Telsy collabora con realtà come il Polo Strategico Nazionale e opera in un ecosistema che vede l’Autorità Nazionale per la Cybersicurezza (ACN), l’AgID e numerosi operatori privati convergere verso obiettivi comuni sempre più definiti, anche a livello normativo. Come vede evolversi nei prossimi anni il modello di cooperazione pubblico-privato nell’ambito della cyber defence italiana, anche alla luce del confronto con altri Paesi europei?
A mio parere, poter parlare di “ecosistema nazionale cyber” è già un grandissimo risultato, perché credo che oggi ci sia – per fortuna – grande consapevolezza sul fatto che solo unendo le capacità, le competenze e il portato dei singoli soggetti che fanno parte di questo ecosistema si possa dare un contributo davvero prezioso a livello di sovranità e sicurezza digitale nazionale.
Chiaramente quando parliamo di ecosistema parliamo di tanti diversi attori coinvolti, quindi la sfida sarà coordinare tutti gli sforzi nella stessa direzione. Io però sono estremamente fiduciosa: mi sembra che il modello stia funzionando e spero che possa essere portato a un livello europeo, così da fare ancor più “massa” e sistema.
Quindi possiamo dire che stiamo lavorando nella giusta direzione? Ci sono Paesi europei che possiamo prendere a modello in questo senso?
Credo che sia l’Italia a rappresentare un modello in questo senso.

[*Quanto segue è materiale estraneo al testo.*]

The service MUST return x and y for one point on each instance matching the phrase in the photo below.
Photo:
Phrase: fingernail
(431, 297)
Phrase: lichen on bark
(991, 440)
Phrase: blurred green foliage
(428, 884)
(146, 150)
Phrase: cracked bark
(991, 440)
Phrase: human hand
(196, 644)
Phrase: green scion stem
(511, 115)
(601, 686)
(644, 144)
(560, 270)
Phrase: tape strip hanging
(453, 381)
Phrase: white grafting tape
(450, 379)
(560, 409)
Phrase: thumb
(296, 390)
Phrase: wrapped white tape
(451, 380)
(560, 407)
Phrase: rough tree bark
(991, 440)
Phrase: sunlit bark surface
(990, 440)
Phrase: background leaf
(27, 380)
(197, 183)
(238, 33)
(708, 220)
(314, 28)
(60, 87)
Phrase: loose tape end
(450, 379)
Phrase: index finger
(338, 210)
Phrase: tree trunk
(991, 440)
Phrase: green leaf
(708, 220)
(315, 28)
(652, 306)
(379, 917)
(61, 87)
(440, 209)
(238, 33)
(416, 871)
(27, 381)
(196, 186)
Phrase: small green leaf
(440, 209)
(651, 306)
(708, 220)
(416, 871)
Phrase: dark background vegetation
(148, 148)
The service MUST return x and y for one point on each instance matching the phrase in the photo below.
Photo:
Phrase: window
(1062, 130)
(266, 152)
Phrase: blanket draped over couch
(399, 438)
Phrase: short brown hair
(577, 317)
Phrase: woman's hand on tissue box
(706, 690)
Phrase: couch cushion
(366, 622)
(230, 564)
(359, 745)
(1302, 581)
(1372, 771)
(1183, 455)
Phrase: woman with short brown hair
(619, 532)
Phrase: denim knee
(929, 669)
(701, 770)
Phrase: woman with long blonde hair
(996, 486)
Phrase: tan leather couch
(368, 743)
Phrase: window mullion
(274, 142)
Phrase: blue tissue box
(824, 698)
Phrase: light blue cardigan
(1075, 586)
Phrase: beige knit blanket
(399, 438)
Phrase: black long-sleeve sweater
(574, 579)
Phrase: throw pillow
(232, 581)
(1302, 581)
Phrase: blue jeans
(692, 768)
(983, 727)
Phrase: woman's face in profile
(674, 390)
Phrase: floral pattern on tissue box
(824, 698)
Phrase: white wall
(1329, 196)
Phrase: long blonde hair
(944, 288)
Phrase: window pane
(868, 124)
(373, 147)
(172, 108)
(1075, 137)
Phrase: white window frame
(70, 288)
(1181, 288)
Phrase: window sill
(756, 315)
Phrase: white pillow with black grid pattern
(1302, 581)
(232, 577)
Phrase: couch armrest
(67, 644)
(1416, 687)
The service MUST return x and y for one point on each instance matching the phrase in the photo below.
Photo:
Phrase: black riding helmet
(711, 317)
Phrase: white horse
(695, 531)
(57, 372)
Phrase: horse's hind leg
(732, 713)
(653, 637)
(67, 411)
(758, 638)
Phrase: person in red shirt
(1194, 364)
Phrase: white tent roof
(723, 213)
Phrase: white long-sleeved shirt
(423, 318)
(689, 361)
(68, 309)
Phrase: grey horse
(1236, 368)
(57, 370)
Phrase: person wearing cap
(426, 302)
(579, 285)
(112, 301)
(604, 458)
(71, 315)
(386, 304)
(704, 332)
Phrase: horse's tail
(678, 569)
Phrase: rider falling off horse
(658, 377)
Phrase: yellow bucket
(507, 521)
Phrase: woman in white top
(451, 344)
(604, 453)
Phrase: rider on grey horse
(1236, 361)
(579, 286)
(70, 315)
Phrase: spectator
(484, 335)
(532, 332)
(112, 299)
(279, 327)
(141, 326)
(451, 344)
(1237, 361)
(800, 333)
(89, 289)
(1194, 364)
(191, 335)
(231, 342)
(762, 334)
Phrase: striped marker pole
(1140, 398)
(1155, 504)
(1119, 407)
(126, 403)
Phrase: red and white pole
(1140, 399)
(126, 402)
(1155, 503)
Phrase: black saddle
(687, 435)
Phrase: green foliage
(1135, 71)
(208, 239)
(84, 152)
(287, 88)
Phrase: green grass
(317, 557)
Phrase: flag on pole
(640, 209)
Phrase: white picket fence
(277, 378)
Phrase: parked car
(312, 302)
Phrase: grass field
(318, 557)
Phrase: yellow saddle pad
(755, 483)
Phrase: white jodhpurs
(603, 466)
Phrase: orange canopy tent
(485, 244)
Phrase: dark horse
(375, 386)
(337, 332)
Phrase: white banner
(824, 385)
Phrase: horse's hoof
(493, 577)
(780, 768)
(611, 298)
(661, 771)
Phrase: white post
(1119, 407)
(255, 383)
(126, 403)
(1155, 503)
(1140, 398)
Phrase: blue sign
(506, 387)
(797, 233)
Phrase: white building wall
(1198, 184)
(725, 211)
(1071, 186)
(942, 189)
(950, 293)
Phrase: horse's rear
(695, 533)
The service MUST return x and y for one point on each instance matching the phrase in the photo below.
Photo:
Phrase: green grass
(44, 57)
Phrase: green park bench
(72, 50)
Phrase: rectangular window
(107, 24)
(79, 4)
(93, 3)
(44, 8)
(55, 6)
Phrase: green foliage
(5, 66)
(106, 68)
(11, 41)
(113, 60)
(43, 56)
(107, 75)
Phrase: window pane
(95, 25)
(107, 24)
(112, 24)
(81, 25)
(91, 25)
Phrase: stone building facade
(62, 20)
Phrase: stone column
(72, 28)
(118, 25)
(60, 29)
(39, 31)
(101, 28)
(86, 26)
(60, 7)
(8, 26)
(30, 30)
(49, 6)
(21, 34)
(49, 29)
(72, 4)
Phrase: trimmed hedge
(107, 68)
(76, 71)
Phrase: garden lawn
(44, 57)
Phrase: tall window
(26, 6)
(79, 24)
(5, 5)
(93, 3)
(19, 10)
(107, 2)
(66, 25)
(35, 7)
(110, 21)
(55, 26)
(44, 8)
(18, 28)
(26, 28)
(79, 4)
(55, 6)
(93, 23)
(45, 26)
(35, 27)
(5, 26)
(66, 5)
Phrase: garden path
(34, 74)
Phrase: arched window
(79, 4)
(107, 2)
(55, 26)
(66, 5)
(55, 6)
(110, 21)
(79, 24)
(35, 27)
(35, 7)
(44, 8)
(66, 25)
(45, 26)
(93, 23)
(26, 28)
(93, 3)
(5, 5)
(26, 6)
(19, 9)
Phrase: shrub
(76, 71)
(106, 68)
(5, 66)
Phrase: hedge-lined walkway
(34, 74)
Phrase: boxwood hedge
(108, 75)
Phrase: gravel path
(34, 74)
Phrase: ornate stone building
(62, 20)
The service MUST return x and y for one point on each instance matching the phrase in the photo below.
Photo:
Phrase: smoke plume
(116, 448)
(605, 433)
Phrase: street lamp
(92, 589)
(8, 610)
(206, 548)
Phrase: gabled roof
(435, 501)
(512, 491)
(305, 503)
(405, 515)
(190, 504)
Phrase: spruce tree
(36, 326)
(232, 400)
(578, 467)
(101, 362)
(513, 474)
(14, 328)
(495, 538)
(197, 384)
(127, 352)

In questo momento anche altri Paesi stanno sviluppando una maggiore sensibilità su alcune tematiche, portandole al centro della riflessione istituzionale: ciò ha sicuramente aiutato, perché c’è molta più consapevolezza di quanto la gestione della sicurezza sia un fattore chiave, nonché del fatto che la cybersecurity sia ormai diventata anche una modalità diversa di condurre le guerre.
Questo – unitamente a un contesto geopolitico fortemente fluido – fa sì che la necessità di “attrezzarsi” per la difesa cyber sia più urgente che mai; e credo che aver iniziato davvero a cooperare a livello di ecosistema possa considerarsi un primo passo nella giusta direzione.